The VehiCROSS was originally unveiled as a concept vehicle at the 1993 Tokyo International Auto Show. Its ultimate Japanese production release in 1997 was notable in that the production vehicle arrived with very few design changes and in a very short time. This feat was accomplished through the use of inexpensive ceramic body-stamping dies and the reuse of readily-available Isuzu parts. The truck was intended to showcase Isuzu's off-road technology, and is one of the few vehicles to ship with monotube shocks with external heat-expansion chambers, a technology normally reserved for off-road motorcycle racing.

== Recognitions ==
The VehiCROSS's design won the 1999 Russian Spirit of Time Award by the Russian Design Confederation (presented to Isuzu at the 1999 Russian International Motor Show).

Motor Trend featured the VehiCROSS on its May 1999 cover, and included it in its "Top 10 Sport Utilities" for Most Unique Styling.

Four Wheeler featured the VehiCROSS as the "First Runner Up" for Four Wheeler of the Year in 2000 behind the Tahoe Z71; when pitted against: Chevrolet Tahoe Z71, GMC Yukon, Nissan Xterra, Ford Excursion and Mitsubishi Montero Sport. The VehiCROSS scored highest of all 6 Mechanically, for Trail Performance and Highway Performance.

== Derivative versions ==
Both a concept four-door version (VX-4) and a roadster (VX-O_{2}) were shown at the 2000 Los Angeles International Auto Show, but neither reached production.
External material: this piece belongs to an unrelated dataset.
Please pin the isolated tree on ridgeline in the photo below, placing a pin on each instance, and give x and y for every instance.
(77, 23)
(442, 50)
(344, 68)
Both of these concepts were donated to the Petersen Automotive Museum in Los Angeles in late 2008. Both were later returned to Isuzu when the Petersen Museum renovated. Isuzu had to destroy the vehicles for legal reasons in 2017.

The VehiCROSS was also used by Austin Robot Technology as foundation for robotic VX in 2005-2007 DARPA Grand Challenge.

== Motorsport ==
The VehiCROSS won both the Stage 2 and 4 Class in the 1998 Paris–Granada–Dakar Rally, and was Class Winner for the 1999 Australian Safari Rally.